A controversial, anti-gay pastor was invited by Rep. Ernie Leidiger, a Republican from Mayer, Minn., to start Friday morning's session with a prayer at the Minnesota House, drawing anger and criticism from both sides of the aisle, MyFox9.com reports.
Bradlee Dean ended his prayer saying, "It's not about the Baptists, not about the Catholics alone, or the Lutherans, or the Evangelicals, or any other denomination, but rather the head of the denomination, and his name is Jesus, as every president up until 2008 has acknowledged and we pray it in Jesus' name."
House Majority Leader Kurt Zellers took responsibility and immediately apologized after Dean's opening prayer, calling for a restart, asking the regular House chaplain to say another prayer.
"I denounce him, his actions and his words. A person like that will never, ever be allowed on this House floor again as long as I am speaker," Zellers said.
Bradlee Dean -- the controversial preacher who on Friday questioned President Obama's Christianity in a prayer on the Minnesota House floor -- went on his radio show Saturday to say his prayer "didn't have anything to do with Obama."
Dean was blown away by the response to his prayer, he said on his radio program, Sons of Liberty. "I went into them chambers with total respect [sic]," he said. "I feel like Martin Luther, innocently nailing the 95 theses on the wall, and I'm not even Catholic."
At one point, a caller from Minneapolis challenged Dean to admit he was, in fact, referring to Obama. "That's splitting hairs," Dean responded.
"I didn't say we weren't a Christian nation, Obama did," Dean said. "If you want to point the finger at someone denying Christianity in our country, you might want to talk to Obama about it, because I didn't say it."
House DFLers are upset that a legislative journal scrubbed mention of the controversial religious leader who gave a divisive prayer before Friday's floor session.

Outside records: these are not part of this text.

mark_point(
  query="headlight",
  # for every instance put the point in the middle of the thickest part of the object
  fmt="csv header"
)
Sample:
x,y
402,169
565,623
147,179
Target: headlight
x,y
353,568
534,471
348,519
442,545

Democrats on Saturday wanted to know why the Journal of the House, the historical record of the day's legislative work, had no mention of pastor Bradlee Dean offering the prayer. Dean had said that Jesus Christ is the "head of the denomination ... as every president up until 2008 has acknowledged."
"I am not trying to make this a difficult thing, but I think it's important to have this civic discussion," said DFL Rep. Terry Morrow, who questioned the omission of Dean's name on the House floor.